Hamas Kept on Terrorism Blacklist: EU’s Top Court Upholds the Listing

Written by | Thursday, July 27th, 2017

The European Court of Justice (ECJ) confirmed yesterday (26 July) that the EU’s decision to blacklist the Palestinian Sunni-Islamic fundamentalist organization Hamas onto its terrorist list is justified. The EU’s top court overturned a 2014 ruling of the bloc’s second highest court, saying that it “should not have annulled Hamas’ retention on the European list of terrorist organizations”.

The earlier decision to drop Hamas from the terrorist blacklist triggered outrage in the United States and Israel because, as both countries argue, Brussels had made the decision based on the information from the Internet and the media. However, the ECJ ruled now that the General Court had “made an error in law”, making it scrutinize the case again. In a separate case, the ECJ said that the General Court’s 2014 ruling that Sri Lankan rebel group the Liberation Tigers of Tamil Eelam (LTTE) should not be blacklisted was justified.

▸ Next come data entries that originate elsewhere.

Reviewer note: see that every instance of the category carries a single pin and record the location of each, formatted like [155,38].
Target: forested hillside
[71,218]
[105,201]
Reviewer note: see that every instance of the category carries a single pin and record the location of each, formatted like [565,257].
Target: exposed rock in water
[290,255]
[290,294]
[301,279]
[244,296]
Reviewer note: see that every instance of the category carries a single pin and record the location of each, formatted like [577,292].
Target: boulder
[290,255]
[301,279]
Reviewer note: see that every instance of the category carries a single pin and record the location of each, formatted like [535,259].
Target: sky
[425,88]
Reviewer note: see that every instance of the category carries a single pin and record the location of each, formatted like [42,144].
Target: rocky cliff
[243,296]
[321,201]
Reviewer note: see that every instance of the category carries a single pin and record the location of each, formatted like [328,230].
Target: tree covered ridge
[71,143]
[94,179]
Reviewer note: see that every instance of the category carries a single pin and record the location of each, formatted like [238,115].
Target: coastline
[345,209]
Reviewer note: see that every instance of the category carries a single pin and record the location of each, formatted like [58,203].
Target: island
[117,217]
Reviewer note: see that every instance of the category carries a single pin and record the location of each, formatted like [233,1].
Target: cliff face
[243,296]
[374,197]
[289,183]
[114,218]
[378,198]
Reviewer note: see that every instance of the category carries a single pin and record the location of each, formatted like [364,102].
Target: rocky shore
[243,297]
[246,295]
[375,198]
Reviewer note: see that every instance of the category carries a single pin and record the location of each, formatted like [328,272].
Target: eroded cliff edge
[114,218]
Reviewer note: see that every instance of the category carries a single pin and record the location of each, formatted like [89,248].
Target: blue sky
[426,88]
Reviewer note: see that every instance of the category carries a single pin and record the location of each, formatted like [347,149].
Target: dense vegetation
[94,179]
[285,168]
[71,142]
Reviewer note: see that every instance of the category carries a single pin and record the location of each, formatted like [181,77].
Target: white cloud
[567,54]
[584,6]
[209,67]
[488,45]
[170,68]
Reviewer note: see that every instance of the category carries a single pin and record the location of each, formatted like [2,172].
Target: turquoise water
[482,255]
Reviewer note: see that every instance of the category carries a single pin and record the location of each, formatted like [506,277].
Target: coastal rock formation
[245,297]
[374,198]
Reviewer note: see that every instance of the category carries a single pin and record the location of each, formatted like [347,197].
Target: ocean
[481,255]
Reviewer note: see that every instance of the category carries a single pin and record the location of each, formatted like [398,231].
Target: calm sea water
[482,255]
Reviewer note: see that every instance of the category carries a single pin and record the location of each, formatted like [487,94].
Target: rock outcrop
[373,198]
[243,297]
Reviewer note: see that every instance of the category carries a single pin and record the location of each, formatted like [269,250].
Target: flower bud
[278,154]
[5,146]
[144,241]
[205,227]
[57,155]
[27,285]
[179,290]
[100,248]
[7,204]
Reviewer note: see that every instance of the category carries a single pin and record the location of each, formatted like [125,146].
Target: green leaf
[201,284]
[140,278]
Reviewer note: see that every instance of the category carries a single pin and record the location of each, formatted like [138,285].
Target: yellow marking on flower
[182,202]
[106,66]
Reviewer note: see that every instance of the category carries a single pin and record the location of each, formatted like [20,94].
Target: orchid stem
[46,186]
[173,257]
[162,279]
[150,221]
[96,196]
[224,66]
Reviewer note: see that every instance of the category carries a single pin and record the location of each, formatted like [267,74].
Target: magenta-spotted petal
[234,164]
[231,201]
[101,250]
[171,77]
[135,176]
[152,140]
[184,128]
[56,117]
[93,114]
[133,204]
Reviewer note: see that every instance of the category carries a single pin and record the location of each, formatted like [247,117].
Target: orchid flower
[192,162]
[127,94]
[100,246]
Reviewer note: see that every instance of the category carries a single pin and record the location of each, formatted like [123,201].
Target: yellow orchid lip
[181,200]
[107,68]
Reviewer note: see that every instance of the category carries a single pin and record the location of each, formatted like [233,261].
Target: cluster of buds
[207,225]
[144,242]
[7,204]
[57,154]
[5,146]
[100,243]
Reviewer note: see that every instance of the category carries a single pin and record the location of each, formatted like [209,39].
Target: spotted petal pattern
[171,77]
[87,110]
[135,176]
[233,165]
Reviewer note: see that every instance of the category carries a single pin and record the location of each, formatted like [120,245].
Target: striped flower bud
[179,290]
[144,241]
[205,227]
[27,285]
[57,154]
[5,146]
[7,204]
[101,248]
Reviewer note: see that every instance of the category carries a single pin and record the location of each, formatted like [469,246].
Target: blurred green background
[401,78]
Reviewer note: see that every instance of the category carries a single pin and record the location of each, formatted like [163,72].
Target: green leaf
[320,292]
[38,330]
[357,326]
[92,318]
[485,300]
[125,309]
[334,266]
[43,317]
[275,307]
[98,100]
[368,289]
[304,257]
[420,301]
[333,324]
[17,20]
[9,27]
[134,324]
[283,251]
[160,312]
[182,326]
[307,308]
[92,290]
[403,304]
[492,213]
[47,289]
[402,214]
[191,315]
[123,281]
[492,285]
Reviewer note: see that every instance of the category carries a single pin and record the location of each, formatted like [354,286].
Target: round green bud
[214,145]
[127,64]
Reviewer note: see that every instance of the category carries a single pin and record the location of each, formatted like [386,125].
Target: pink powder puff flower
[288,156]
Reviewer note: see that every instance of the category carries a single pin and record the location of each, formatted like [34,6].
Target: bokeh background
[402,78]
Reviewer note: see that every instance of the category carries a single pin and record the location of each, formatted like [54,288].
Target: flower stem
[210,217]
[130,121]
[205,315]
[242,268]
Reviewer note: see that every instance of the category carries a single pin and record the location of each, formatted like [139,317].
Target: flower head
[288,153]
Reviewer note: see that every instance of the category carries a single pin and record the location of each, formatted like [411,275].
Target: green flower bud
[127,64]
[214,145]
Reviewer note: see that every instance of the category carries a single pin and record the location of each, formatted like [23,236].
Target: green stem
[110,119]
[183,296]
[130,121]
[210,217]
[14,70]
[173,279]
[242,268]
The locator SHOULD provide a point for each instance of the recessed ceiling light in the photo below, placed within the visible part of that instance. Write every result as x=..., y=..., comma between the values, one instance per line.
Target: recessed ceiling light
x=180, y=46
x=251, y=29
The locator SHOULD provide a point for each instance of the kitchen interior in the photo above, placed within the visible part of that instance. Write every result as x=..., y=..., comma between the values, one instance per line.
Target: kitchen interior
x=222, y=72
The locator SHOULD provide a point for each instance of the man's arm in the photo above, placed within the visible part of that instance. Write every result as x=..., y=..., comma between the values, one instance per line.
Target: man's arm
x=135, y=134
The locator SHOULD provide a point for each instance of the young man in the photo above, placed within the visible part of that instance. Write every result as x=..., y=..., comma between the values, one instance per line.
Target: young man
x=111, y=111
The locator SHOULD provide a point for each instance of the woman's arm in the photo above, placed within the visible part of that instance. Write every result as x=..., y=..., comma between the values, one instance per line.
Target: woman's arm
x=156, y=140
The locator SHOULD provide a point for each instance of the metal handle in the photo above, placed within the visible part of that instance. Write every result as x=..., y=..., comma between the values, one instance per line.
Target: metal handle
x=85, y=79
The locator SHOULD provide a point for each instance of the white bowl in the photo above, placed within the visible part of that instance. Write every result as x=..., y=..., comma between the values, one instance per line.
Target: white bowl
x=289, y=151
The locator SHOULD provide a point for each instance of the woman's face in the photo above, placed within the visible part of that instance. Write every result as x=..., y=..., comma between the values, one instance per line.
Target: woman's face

The new Hamas decision is surprising since one of the ECJ’s senior lawyers had shared an opinion piece in autumn last year that Hamas should not have been blacklisted. Since the court rules against the advice of its top lawyers only occasionally, the new ruling was unexpected but at the same time welcome from the standpoint of the tense EU-Israel relations. The Israeli government is overall unhappy about the EU’s soft approach on terrorism and rejects Brussels’ accusations of its Jewish settlement policy. The European Jewish Congress (EJC) commented that the ruling was “an important political message in the fight against international terror.”